5. Have you noticed positive impacts on your productivity? Lifestyle? Happiness? Satisfaction?
Oh my stars yes. All three. Editing is at least 90% decision-making [Belinda’s note: AND SO IS WRITING.], so if I can dedicate the bulk of my cognitive energy to those decisions, and not to when I’m going to start work/stop work/have lunch/etc. that’s a win.
Setting up a structured week also means when I start work, I’m completely in it. I don’t have something nagging at the back of my mind about when I’m going to take care of those quotes I need to send out, because I know I’m going to take care of them at three pm! I’m more fully engaged in my work.
Similarly, when I finish for the day, I’m not dithering or revisiting that decision: I’m not worrying about whether I should have done just one more thing. Which means I’m more present in my non-work time, especially when I’m with my friends and family.
And I am definitely happier. I’m making space each week to take care of physiological needs (food, exercise, RSI-prevention breaks) and business needs (admin, record-keeping, quotes) as well as my work.
6. Any tips for how different personalities might tackle this?
As I said above, you have to know yourself. The first step might be that you need to make note of everything you do, every day, for a week. You will probably surprise yourself. “How long did I spend folding washing?” “How much time on Facebook?”
If you know you struggle to work in an untidy office, set yourself half an hour at some point in the day just for office tidying. If you hate making phone calls, get a list of all the ones you have to make and slot them in. If you love social media, give yourself a slot during the day to get into it – but know yourself. Are you going to fall down a time-sucking Facebook rabbit hole? Maybe leave it until the last half-hour of the day. Do you find it hard to make time for lunch? Pack your lunch the night before and have it waiting in the fridge, so all you have to do is go get it.
The second step is to be realistic. I know I’m not going to do more than five or six hours of work in a day. Even if I were to completely empty the day, I’ll hit my mental limit after five or six hours of focus. So I have no guilt in scheduling only five or six hours of work into my day. But I also know I’ll get stressed and anxious if I do less than five hours (with the occasional exception beyond my control). So I figure out where in the day I want to do those five or six hours, allowing room for the other things in the day I know are good for me.
It boils down to taking care of a lot of the more tedious decisions at one point in your week, so you can then devote the decision-making energies of each day to your work.
6. Anything else?
You’ll probably need a couple of goes at structuring your week before you get it right. Not just how you arrange things, but what tools you use to implement it. Some people love their bullet journals; others like spending some time each morning planning out that day. Some people work well with a to-do list, and others work best with a ‘done’ list. My personal preference is a week-at-a-glance diary, which I can check on Sunday nights and plan out the week to come.

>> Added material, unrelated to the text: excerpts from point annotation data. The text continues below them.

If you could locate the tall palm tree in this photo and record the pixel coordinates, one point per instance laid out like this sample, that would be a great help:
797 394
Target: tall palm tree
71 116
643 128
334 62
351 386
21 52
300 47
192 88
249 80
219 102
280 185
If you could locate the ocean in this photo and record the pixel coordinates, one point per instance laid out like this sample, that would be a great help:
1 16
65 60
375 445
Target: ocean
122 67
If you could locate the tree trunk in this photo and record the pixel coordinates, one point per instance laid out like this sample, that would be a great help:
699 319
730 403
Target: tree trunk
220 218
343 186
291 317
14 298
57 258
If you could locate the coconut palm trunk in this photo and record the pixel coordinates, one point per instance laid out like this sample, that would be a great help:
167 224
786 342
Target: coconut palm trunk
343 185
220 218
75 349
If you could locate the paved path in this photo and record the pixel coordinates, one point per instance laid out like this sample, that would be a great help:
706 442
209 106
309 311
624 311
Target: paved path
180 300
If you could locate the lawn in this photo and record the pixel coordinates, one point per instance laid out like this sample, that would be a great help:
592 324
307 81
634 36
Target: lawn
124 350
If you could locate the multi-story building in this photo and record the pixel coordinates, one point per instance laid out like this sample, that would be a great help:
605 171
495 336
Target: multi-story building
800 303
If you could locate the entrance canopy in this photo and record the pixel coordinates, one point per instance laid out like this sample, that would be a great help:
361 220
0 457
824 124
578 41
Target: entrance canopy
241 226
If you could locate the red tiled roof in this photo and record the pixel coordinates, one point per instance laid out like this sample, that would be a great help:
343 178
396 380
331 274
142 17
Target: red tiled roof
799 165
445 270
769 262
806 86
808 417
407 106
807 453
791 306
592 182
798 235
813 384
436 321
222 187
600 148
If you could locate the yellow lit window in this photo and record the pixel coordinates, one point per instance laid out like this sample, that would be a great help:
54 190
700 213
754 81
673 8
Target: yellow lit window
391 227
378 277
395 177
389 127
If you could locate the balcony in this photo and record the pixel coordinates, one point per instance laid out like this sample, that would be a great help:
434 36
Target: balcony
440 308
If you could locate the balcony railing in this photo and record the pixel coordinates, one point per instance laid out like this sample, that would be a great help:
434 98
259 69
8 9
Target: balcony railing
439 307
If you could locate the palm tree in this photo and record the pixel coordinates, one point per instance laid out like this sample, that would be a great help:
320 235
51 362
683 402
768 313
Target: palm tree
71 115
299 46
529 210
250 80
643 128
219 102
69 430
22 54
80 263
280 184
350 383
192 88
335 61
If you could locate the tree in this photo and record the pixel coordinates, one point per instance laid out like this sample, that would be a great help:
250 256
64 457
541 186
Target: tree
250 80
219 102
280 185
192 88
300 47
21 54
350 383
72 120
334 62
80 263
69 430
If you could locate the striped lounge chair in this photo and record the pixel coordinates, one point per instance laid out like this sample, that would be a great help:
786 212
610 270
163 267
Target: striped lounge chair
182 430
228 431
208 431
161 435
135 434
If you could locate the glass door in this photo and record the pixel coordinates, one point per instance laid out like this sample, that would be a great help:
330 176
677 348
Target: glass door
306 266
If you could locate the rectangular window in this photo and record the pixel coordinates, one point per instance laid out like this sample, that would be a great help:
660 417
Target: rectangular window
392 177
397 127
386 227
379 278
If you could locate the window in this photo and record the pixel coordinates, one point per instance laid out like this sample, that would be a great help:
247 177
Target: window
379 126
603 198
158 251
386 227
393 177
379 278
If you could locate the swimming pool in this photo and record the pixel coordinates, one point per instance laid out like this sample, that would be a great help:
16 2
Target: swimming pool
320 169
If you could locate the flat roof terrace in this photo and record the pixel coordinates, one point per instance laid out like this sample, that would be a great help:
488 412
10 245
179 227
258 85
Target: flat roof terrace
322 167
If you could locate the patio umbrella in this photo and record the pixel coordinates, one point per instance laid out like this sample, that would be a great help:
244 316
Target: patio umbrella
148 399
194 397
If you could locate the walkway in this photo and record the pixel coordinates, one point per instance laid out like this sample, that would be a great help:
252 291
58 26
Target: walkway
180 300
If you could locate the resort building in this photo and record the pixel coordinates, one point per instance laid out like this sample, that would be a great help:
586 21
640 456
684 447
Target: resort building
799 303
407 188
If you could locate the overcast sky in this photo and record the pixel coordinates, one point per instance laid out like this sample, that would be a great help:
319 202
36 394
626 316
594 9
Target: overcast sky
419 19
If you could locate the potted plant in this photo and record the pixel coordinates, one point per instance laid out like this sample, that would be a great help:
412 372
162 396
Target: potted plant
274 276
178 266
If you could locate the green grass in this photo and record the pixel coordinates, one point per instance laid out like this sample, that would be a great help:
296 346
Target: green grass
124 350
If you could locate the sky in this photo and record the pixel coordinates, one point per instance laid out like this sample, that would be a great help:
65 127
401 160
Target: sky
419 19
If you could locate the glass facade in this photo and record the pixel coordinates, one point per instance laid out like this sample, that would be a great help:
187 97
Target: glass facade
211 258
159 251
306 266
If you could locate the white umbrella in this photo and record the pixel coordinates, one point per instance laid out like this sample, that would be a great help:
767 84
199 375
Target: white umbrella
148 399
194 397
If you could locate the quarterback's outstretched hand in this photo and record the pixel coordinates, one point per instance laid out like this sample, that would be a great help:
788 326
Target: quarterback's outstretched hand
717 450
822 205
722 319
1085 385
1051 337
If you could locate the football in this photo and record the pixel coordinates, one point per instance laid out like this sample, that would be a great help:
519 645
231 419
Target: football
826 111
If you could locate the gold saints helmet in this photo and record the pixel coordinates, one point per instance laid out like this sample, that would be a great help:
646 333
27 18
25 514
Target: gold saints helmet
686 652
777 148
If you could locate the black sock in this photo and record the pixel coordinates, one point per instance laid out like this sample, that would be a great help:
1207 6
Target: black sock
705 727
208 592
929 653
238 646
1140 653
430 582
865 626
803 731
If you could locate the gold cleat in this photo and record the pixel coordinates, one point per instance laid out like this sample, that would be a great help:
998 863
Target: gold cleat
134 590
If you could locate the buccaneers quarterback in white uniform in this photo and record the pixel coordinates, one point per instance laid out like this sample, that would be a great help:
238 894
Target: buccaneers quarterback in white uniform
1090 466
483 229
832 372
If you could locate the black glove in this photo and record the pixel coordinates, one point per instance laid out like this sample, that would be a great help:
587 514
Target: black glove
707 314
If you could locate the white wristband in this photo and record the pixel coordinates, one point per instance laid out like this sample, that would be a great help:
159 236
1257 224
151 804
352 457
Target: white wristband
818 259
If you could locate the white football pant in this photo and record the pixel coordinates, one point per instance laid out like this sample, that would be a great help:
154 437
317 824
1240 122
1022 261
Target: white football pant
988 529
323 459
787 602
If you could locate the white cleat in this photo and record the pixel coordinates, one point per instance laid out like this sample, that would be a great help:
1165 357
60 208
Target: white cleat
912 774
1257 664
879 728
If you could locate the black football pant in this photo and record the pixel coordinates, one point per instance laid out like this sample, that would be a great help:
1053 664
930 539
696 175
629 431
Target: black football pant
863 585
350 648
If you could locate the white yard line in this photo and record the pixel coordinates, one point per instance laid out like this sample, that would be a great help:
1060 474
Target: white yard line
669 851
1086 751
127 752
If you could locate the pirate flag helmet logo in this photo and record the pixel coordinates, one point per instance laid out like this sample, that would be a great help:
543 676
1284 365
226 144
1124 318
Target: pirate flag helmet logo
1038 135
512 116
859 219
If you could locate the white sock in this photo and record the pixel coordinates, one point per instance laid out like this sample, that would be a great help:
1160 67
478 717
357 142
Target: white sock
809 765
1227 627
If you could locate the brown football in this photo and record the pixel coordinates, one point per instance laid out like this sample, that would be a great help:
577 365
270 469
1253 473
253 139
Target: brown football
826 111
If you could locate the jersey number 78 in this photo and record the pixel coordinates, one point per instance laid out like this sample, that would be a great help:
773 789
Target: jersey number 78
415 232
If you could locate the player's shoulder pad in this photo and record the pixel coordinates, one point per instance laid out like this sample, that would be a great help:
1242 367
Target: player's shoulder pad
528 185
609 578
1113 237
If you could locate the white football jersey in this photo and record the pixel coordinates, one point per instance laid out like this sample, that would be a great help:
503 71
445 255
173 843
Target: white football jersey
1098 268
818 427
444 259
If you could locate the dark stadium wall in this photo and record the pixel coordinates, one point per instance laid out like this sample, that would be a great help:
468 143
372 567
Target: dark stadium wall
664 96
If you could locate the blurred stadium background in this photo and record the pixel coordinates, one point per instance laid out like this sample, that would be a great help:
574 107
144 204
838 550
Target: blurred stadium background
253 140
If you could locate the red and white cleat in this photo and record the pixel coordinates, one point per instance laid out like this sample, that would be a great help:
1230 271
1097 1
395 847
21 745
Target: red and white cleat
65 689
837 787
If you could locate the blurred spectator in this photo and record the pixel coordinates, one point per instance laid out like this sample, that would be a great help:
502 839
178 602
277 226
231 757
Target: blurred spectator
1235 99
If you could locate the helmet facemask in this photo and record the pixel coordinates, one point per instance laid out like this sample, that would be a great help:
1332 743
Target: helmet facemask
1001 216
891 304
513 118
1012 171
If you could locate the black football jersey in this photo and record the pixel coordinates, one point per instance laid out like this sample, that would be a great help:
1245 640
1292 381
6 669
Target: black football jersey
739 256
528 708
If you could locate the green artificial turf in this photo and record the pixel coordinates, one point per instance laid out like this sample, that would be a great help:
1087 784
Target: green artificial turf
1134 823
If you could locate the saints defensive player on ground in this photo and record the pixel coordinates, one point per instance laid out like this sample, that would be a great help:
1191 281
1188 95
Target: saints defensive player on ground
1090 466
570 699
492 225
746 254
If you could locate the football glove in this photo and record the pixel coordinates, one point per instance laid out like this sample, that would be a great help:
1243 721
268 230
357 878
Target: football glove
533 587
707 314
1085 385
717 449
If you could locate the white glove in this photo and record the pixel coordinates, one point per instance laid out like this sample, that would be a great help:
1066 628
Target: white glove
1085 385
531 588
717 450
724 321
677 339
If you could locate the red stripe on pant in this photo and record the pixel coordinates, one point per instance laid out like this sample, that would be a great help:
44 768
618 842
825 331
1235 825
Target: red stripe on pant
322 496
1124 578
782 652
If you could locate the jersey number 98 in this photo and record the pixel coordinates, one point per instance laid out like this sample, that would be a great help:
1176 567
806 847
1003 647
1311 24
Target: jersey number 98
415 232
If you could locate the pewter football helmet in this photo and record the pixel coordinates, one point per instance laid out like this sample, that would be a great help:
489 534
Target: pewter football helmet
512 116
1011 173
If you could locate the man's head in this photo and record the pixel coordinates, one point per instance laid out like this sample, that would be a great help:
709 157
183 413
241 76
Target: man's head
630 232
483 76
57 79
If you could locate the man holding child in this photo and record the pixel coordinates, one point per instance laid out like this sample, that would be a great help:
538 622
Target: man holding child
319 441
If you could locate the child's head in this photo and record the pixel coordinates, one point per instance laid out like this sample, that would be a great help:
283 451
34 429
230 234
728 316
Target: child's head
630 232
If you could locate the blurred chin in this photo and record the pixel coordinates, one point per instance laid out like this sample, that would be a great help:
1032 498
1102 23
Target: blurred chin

Decision fatigue is an area that’s still being researched; whether you take it as hard psychological science or as a metaphor for how best to allocate your cognitive resources over the day, I think it’s a profoundly useful concept for helping you implement a sustainable working life.
Thanks Beth! I love these tips.
What do you think? Would you like to try planning minor aspects of your schedule, to see if it helps you write/edit more productively and happily? Maybe we could set one another a challenge!